Can you upload full log with trtexec --onnx=model.onnx --verbose ?

appearancefnp commented 1 week ago

@lix19937 trtexec.log

lix19937 commented 1 week ago

[06/17/2024-14:57:28] [E] [TRT] std::exception [06/17/2024-14:57:28] [F] [TRT] Validation failed: Failed to load libcudnn.so.8. plugin/common/cudnnWrapper.cpp:90

Make sure libcudnn.so load successed. Add path to LD_LIBRARY_PATH.

appearancefnp commented 2 days ago

[06/17/2024-14:57:28] [E] [TRT] std::exception [06/17/2024-14:57:28] [F] [TRT] Validation failed: Failed to load libcudnn.so.8. plugin/common/cudnnWrapper.cpp:90

Make sure libcudnn.so load successed.
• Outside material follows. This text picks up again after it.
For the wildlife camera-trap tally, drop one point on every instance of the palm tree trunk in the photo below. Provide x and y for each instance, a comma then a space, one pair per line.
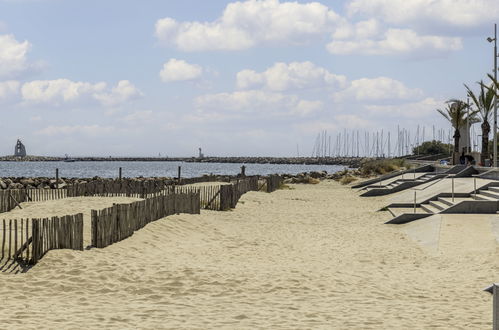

Add path to LD_LIBRARY_PATH.

The problem is that the NVIDIA container contains cudnn 9.1.0, but the plugin is trying to load libcudnn.so.8. There is a version mismatch, not that cudnn is not available.

lix19937 commented 2 days ago

You should make sure your env has one cudnn, and why your nvinfer plugin will load cudnn.8.0 ?

appearancefnp commented 1 day ago

This is not my plugin - this is the plugin provided in this repo - https://github.com/NVIDIA/TensorRT/tree/release/10.1/plugin/groupNormalizationPlugin

And it loads cudnn 8, not 9 because it has the wrong macro defined here: https://github.com/NVIDIA/TensorRT/blob/release/10.1/plugin/common/cudnnWrapper.cpp#L26

lix19937 commented 1 day ago

From https://github.com/NVIDIA/TensorRT/tree/release/10.0, trt version, cudnn recommend follow

TensorRT GA build

TensorRT v10.0.1.6 Available from direct download links listed below System Packages

CUDA Recommended versions: cuda-12.2.0 + cuDNN-8.9 cuda-11.8.0 + cuDNN-8.9 GNU make >= v4.1 cmake >= v3.13 python >= v3.8, <= v3.10.x pip >= v19.0 Essential utilities git, pkg-config, wget

map to https://github.com/NVIDIA/TensorRT/blob/release/10.1/plugin/common/cudnnWrapper.cpp#L26-L42

You can try to creat a soft link ln -s libcudnn.so.9 libcudnn.so.8.

appearancefnp commented 2 hours ago

Why does the container include cudnn 9 then? https://docs.nvidia.com/deeplearning/tensorrt/container-release-notes/index.html#rel-24-06

If TensorRT doesn't work in an NVIDIA container with cudnn 9, why does it ship with it?